The defendants put together a sham reinsurance transaction that allowed AIG to fraudulently report about $500 million in loss reserves “to mislead AIG’s shareholders, stock market analysts and the investing public,” the indictment said. The conspiracy was designed to make it appear AIG’s loss reserves were growing in order to pump up the price of AIG stock, according to the indictment.
“The message is straightforward: Cooking the books is a recipe for disaster,” said Linda Thomsen, enforcement director at the Securities and Exchange Commission, which filed a related civil lawsuit Thursday alleging that the defendants aided AIG’s securities fraud.
The indictment stemmed from the Justice and SEC investigations of a 5-year-old deal between the two companies, major players in the reinsurance industry, which sells insurance to primary insurers to help spread risk. Wide-ranging investigations of the reinsurance business are being conducted by authorities in the United States and elsewhere.

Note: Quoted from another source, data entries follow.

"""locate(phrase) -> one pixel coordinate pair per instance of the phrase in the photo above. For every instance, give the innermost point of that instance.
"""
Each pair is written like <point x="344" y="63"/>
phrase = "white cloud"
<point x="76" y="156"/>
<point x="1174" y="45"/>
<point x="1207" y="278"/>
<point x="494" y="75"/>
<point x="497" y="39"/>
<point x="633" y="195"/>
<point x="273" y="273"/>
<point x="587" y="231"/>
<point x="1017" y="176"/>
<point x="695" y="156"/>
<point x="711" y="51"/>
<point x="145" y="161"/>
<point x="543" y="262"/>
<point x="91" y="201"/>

General Re parent Berkshire Hathaway Inc., an investment company based in Omaha, is led by the influential billionaire Warren Buffett.
Prosecutors have said that AIG had been concerned about Wall Street analysts’ suggestions that there were insufficient reserves to cover potential losses and approached Gen Re to facilitate a deal that would increase its loss reserves on paper.
But the deal had no substantive value and was designed to cosmetically alter AIG’s books, according to court documents. Gen Re received a $5.2 million fee to arrange the sham transactions.
AIG in March 2005 acknowledged that the transactions were improper. In May, while restating earnings for five years, AIG said it was correcting its account of the transactions, saying that “there was insufficient risk transfer to qualify for insurance accounting.”
Maurice “Hank” Greenberg, who had led AIG for 37 years, was forced out last March amid growing regulatory probes into the insurance giant’s business. He has said repeatedly that transactions made during his watch were proper and correctly accounted for.
Greenberg spokesman Howard Opinsky said Thursday he had no comment on the latest Justice Department action.
In morning trading, shares of New York-based AIG dropped 28 cents to $65.99 on the New York Stock Exchange. Shares in Berkshire Hathaway were off $90 at $88,900, also on the NYSE.
Two former Gen Re executives — John Houldsworth and Richard Napier — pleaded guilty in June to roles in the sham transaction. As part of their plea bargains, they are aiding the investigation.
The SEC’s civil suit, filed in federal court in Manhattan, names the four defendants in the indictment as well as another former Gen Re executive, Christopher Garand, in connection with the sham transactions.